Chaffetz suggests that the D.C. Circuit's reference to "the congressional veto power" means D.C. laws are not really enacted until after they survive review. But the implicit analogy to a president's veto power is misleading, since a bill passed by Congress does not become law unless the president signs it. Under the District of Columbia Home Rule Act, by contrast, a bill passed by the D.C. Council or an initiative passed by D.C. voters "shall take effect" at the end of the review period unless Congress exercises its (rarely used) veto power. If Congress passes a joint resolution of disapproval and gets the president to sign it before the end of the review period, the resolution "shall be deemed to have repealed such act, as of the date such resolution becomes law."

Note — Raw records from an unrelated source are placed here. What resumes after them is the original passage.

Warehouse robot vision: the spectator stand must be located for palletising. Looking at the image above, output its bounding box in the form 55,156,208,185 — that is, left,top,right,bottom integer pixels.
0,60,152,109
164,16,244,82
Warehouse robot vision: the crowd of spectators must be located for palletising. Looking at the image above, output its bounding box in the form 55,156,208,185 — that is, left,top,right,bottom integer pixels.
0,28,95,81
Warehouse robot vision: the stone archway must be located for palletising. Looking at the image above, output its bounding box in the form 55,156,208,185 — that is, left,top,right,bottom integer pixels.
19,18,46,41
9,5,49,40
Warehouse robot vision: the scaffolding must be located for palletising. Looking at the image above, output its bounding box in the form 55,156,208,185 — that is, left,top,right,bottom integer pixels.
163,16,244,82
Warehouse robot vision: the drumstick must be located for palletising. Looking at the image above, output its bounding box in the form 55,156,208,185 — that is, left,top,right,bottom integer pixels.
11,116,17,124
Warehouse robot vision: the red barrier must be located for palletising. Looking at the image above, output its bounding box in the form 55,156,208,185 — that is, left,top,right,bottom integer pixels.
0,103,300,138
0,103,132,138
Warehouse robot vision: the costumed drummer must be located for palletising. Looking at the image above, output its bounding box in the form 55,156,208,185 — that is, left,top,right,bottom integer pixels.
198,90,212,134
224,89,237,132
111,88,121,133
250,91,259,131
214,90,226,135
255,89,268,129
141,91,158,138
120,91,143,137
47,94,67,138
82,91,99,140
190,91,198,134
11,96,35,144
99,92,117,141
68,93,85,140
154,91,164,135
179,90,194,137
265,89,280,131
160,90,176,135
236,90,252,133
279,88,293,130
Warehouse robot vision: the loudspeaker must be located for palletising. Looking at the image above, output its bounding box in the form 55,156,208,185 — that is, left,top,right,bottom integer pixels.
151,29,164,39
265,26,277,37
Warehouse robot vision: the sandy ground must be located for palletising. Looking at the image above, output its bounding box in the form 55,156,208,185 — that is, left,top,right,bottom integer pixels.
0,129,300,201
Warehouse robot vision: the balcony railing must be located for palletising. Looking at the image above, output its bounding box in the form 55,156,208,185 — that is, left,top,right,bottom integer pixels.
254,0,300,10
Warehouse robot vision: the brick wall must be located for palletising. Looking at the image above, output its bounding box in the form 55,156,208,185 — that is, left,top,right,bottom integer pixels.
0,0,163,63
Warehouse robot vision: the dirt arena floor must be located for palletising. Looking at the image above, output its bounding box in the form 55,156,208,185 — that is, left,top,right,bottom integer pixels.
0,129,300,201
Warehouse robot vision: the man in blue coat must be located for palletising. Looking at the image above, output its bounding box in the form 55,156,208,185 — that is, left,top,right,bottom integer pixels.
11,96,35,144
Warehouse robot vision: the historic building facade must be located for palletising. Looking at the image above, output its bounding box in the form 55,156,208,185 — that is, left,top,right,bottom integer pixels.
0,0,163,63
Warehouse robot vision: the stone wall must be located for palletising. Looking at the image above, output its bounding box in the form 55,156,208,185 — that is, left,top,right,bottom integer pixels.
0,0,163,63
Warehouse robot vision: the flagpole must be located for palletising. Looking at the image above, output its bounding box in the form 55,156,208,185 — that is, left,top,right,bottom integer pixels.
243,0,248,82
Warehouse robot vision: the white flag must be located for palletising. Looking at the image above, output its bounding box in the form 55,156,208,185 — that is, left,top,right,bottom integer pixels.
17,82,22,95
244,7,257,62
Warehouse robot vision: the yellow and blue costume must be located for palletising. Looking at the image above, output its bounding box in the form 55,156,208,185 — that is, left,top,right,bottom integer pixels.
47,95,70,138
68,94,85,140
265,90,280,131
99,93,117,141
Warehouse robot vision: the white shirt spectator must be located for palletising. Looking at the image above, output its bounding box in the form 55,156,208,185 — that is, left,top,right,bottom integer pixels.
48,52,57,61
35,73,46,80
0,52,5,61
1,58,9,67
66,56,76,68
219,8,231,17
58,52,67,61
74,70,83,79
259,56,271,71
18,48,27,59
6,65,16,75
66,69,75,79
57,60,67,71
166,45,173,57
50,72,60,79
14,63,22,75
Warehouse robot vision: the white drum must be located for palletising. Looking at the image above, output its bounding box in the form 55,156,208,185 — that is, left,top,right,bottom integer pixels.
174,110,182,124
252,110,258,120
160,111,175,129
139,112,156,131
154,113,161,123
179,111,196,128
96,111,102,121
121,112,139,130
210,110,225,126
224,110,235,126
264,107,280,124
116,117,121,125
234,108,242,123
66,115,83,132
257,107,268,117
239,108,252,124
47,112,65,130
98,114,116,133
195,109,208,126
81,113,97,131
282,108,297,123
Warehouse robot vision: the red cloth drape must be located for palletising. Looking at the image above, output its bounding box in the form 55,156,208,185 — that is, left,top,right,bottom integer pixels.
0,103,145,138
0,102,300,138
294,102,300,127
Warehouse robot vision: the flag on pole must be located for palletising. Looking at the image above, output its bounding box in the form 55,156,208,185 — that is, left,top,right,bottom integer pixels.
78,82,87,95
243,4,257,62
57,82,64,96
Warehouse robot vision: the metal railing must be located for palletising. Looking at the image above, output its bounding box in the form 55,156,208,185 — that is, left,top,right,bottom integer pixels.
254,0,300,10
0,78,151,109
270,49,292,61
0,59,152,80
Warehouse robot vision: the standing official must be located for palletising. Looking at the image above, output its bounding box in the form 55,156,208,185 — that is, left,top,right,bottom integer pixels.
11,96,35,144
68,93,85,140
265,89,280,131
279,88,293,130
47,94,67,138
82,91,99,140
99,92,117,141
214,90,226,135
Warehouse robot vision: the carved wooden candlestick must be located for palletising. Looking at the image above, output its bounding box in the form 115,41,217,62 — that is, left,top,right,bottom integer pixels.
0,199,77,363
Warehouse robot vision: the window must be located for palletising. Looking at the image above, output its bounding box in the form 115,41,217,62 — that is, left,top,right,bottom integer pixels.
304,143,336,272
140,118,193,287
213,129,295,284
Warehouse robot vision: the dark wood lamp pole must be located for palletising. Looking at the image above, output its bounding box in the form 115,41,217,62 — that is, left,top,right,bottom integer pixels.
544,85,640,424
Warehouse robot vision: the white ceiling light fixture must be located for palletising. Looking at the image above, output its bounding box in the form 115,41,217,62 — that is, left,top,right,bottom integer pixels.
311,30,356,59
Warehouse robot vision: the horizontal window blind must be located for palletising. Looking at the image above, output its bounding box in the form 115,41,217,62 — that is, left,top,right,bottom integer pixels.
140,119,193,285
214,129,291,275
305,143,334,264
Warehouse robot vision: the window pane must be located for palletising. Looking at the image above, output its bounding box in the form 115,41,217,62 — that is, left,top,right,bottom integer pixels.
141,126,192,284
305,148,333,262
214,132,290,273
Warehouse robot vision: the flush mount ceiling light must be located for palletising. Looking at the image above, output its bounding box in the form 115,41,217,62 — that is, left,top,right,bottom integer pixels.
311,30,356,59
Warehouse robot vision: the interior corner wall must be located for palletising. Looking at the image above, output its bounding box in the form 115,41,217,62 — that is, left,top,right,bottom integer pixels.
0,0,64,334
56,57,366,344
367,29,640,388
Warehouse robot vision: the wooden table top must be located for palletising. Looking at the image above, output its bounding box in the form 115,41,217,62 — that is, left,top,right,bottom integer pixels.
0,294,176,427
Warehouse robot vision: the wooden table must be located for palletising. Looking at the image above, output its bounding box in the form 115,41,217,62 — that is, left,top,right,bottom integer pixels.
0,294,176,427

In other words, the Home Rule Act describes a piece of legislation submitted for congressional review as an "act" that "take[s] effect" automatically if Congress does nothing and is "repealed" by a resolution of disapproval. That seems like pretty strong evidence that Chaffetz is wrong and Bowser et al. are right about the legal status of Initiative 71.

But according to Chaffetz, Mendelson, the D.C. Council chairman, violated the Harris amendment when he transmitted Initiative 71 to Congress on January 13, since that action was, in Chaffetz's view, necessary to enact the initiative and required some expenditure of local or federal money, if only the value of the time that Mendelson or his staff devoted to it. Chaffetz says Mendelson "likely" also violated the Anti-Deficiency Act, which authorizes criminal penalties, including fines up to $5,000 and up to two years in prison, for federal or D.C. officials who misuse money appropriated by Congress. Chaffetz amplified that point in an interview with The Washington Post, saying, "There are very severe consequences for violating this provision. You can go to prison for this. We're not playing a little game here."

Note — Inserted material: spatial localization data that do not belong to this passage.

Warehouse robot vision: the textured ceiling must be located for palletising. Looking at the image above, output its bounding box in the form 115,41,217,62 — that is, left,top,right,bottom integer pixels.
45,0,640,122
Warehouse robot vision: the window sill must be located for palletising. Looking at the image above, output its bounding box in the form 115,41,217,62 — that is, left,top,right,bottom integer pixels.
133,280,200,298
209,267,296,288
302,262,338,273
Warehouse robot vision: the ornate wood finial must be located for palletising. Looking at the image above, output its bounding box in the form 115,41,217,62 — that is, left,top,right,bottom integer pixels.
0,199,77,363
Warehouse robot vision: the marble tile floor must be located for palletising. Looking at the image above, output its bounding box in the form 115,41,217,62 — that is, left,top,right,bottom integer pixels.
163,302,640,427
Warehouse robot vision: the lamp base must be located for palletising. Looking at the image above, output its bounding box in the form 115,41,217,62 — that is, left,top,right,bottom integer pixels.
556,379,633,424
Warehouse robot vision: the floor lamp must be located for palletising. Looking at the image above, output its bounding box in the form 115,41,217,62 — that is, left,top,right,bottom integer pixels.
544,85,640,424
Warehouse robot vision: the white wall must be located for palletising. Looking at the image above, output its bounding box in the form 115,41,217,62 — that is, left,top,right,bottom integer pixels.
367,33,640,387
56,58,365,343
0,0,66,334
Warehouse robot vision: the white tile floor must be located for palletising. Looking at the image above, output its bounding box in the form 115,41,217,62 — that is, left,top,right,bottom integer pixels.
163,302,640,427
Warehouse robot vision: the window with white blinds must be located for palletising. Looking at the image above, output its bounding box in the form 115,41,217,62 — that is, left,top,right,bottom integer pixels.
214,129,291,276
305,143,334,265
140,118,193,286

In his letter, Chaffetz suggests that anyone involved in "the transmission of Initiative 71 to Congress and developing rules for law enforcement or the general public" broke the law (and therefore might go to prison). Even if you accept Chaffetz's debatable reading of the Home Rule Act, he seems to be casting too wide a net here, since "rules for law enforcement or the general public" would be part of implementing Initiative 71, which is not covered by the Harris rider. But since his main goal is intimidating D.C. officials into submission, he may not be troubled by such legal niceties. 

Update: D.C. officials do not seem intimidated. Anti-pot Republicans interviewed by the Post say they do not plan to challenge Initiative 71 in court and leave consideration of criminal charges to the Justice Department.